Is there a way to prove this? One potential caveat that comes to mind for me is that perhaps the action of lerping between the old state and the new could be used by the model to perform semantically meaningful transformations on the old state. I guess in my mind it just doesn't seem obvious that the hidden state is necessarily a collection of "redundant information" — perhaps the information is culled/distilled the further along in the sequence you go? There will always be some redundancy, sure, but I don't think that such redundancy necessarily means we have to use superlinear methods like attention.

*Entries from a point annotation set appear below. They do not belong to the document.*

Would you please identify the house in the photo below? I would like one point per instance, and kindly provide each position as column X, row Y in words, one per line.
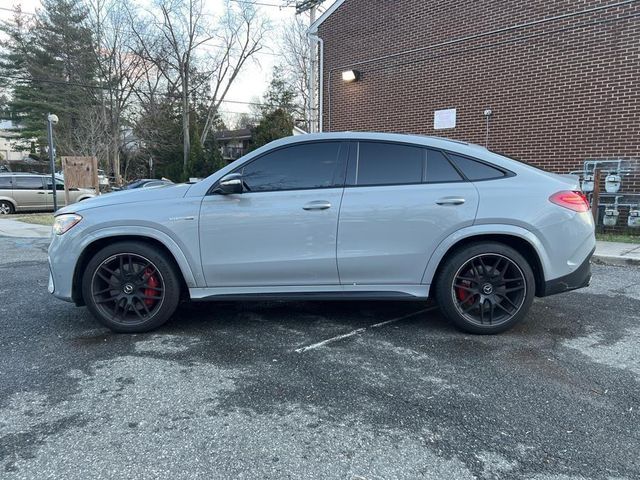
column 235, row 143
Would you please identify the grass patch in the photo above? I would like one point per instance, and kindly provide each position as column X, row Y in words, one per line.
column 38, row 219
column 618, row 237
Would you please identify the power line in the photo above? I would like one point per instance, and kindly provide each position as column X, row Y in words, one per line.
column 99, row 87
column 146, row 35
column 263, row 4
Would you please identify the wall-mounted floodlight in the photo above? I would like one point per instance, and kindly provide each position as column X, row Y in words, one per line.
column 634, row 217
column 350, row 76
column 610, row 217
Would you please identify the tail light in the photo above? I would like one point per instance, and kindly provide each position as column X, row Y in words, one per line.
column 576, row 201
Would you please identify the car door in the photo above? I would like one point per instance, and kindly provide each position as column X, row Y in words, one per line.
column 60, row 197
column 399, row 203
column 29, row 192
column 281, row 231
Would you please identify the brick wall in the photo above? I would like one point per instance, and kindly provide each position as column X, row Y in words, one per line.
column 561, row 92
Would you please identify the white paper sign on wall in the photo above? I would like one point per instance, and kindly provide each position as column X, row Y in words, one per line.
column 444, row 119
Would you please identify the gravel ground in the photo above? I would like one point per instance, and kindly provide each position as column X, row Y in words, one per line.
column 228, row 390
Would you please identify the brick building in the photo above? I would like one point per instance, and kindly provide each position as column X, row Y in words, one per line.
column 561, row 77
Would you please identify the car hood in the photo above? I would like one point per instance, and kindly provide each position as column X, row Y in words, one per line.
column 123, row 197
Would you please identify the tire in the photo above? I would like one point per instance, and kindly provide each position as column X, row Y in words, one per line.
column 6, row 207
column 131, row 287
column 485, row 288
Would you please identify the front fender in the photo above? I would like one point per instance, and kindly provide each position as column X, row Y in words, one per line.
column 479, row 230
column 192, row 280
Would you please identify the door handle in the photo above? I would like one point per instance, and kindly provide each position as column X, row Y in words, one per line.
column 450, row 201
column 317, row 205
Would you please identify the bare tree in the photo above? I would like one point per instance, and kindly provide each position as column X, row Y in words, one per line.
column 295, row 64
column 241, row 36
column 91, row 136
column 120, row 68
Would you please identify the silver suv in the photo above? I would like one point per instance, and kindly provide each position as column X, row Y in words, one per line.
column 332, row 216
column 32, row 192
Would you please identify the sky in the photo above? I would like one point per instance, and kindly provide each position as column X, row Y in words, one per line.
column 255, row 76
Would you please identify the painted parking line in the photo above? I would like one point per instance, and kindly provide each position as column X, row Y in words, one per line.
column 359, row 331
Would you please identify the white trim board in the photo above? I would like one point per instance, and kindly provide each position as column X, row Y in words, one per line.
column 313, row 29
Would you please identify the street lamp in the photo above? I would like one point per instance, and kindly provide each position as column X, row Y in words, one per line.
column 52, row 119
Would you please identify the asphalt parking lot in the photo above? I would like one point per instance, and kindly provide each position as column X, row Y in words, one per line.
column 357, row 390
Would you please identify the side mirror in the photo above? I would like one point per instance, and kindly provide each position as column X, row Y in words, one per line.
column 230, row 184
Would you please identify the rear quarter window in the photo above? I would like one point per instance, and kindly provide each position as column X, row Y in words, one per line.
column 475, row 170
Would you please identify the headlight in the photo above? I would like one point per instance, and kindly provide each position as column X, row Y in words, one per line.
column 63, row 223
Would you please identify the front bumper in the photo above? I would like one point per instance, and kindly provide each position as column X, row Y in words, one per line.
column 579, row 278
column 61, row 269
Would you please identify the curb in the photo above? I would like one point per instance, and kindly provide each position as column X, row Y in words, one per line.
column 616, row 261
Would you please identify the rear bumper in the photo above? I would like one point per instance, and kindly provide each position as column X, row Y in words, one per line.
column 579, row 278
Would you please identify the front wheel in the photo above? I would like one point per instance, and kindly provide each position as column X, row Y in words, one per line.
column 485, row 288
column 131, row 287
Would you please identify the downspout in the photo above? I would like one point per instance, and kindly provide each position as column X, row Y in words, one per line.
column 320, row 42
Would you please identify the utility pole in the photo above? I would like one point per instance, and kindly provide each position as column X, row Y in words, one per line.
column 301, row 7
column 52, row 119
column 313, row 69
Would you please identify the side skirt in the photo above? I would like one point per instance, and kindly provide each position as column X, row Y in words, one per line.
column 319, row 292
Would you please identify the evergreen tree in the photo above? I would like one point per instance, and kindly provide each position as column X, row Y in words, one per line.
column 277, row 112
column 52, row 67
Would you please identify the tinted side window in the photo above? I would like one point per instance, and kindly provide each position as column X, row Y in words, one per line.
column 28, row 183
column 299, row 167
column 388, row 164
column 474, row 170
column 439, row 169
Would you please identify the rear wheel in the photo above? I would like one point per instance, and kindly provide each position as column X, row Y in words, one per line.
column 6, row 208
column 485, row 288
column 131, row 287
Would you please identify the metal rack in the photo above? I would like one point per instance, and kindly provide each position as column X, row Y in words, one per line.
column 615, row 170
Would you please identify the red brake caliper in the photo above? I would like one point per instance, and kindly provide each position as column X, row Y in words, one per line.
column 462, row 294
column 152, row 282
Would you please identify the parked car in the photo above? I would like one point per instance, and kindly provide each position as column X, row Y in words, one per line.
column 146, row 183
column 333, row 216
column 31, row 192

All information about the past which will be available for predicting future tokens must be stored in the present state. So, if some bits of info about some past tokens at times less than t_p will be used for predicting some future token at time t_f, those bits must be passed through all states at times from t_p to t_f. The bits are passed through the recurrence. Once information about past tokens is lost from the hidden state it is gone forever, so it must be stored and carried across many steps up until it finally becomes useful.

The information cost of making the RNN state way bigger is high when done naively, but maybe someone can figure out a clever way to avoid storing full hidden states in memory during training or big improvements in hardware could make memory use less of a bottleneck.

  • > The information cost of making the RNN state way bigger is high when done naively, but maybe someone can figure out a clever way to avoid storing full hidden states in memory during training or big improvements in hardware could make memory use less of a bottleneck.

    Isn't this essentially what Mamba [1] does via its 'Hardware-aware Algorithm'?

    [1] https://arxiv.org/pdf/2312.00752